A professora Jhosy Gadelha, que dá aulas para o Ensino Médio na cidade de Pacajus (CE) - Marília Camelo/UOL
A professora Jhosy Gadelha, que dá aulas para o Ensino Médio na cidade de Pacajus (CE) Imagem: Marília Camelo/UOL

Mariana Gonzalez

De Universa, em São Paulo

28/06/2022 04h00

É a partir da própria existência como mulher trans que a professora de espanhol Jhosy Gadelha, 34, de Pacajus (CE), dá lições sobre empatia, respeito e diversidade aos seus alunos. "Na minha primeira aula com cada turma, tenho uma conversa e me coloco à disposição para tirar dúvidas. Eles ouvem, ficam admirados. Se alguns deles têm um pensamento mais fechado quanto à diversidade, tudo muda. É 'tia Jhosy' para cá, 'tia Jhosy' para lá", conta ela.

Ela, que chegou a ouvir de amigos coisas do tipo "onde já se viu professor vestido de mulher?" quando iniciou a transição, há cerca de dez anos, hoje é acolhida e respeitada pelos adolescentes e por colegas de escola.

Também professora, Camila Guimarães, 26, diz que já abriu uma roda de conversa com os alunos quando ouviu um menino chamar outro de "viadinho". A ideia era mostrar que "ser gay não é uma coisa ruim". "Outros professores deixam passar, eu não", diz Camila, que também já teve de enfrentar episódios de homofobia, assim como o educador Saulo Amorim, 40.

Em comum, os três enfrentam o preconceito diariamente e tentam, com isso, tornar os ambiente em que vivem lugares mais justos e acolhedores para si e para os outros. Nesta terça-feira, 28 de julho, Dia Internacional do Orgulho LGBTQIA+, Universa conta a história desses três professores. Leia abaixo:

"Na sala de aula, planto respeito e bons sentimentos"

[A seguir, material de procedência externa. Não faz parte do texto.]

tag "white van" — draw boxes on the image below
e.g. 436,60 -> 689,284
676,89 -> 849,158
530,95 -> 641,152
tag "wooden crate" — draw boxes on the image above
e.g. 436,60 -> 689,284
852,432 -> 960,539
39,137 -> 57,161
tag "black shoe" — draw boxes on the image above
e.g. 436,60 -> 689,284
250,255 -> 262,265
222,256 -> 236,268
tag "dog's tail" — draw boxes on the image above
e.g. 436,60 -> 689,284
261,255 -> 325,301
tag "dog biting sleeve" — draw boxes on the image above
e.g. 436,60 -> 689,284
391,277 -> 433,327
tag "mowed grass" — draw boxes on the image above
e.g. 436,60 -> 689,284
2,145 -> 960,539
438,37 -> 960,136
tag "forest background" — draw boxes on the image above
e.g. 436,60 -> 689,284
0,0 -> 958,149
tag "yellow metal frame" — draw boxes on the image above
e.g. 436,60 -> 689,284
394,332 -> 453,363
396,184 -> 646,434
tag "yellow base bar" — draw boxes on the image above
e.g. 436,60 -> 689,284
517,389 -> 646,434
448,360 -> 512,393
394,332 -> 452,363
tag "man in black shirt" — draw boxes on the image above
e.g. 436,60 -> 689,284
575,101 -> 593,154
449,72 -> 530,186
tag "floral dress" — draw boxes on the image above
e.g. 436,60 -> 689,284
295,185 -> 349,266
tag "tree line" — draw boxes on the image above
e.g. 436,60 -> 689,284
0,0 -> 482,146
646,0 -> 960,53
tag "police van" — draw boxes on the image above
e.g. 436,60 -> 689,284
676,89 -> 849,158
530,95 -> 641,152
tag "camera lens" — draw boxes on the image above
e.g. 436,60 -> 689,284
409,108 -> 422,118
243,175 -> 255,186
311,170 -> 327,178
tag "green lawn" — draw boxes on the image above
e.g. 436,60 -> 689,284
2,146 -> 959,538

Jhosy Gadelha - Marília Camelo/UOL - Marília Camelo/UOL
Imagem: Marília Camelo/UOL

A professora Jhosy Gadelha leciona espanhol para turmas do Ensino Médio da Escola Estadual Padre Coriolano, em Pacajus (CE), em três turnos: manhã, tarde e noite. Ela atua há mais de dez anos na área e, durante esse tempo, diz que nunca sofreu preconceito ao exercer a profissão.

No início de junho, no entanto, Jhosy foi vítima de transfobia em uma loja de roupas evangélicas, onde foi para comprar uma saia de comprimento mais longo, para trabalhar. Lá, foi tratada por pronomes masculinos, mesmo depois de se apresentar como Jhosy e pedir para ser tratada no feminino.

"A proprietária da loja usou a religião dela para justificar um preconceito que, na verdade, não tem justificativa", lembra. "Enquanto eu pedia para ela me chamar de Jhosy, ela dizia que não porque eu não sou mulher. Foi horrível, nunca tinha passado por nada parecido".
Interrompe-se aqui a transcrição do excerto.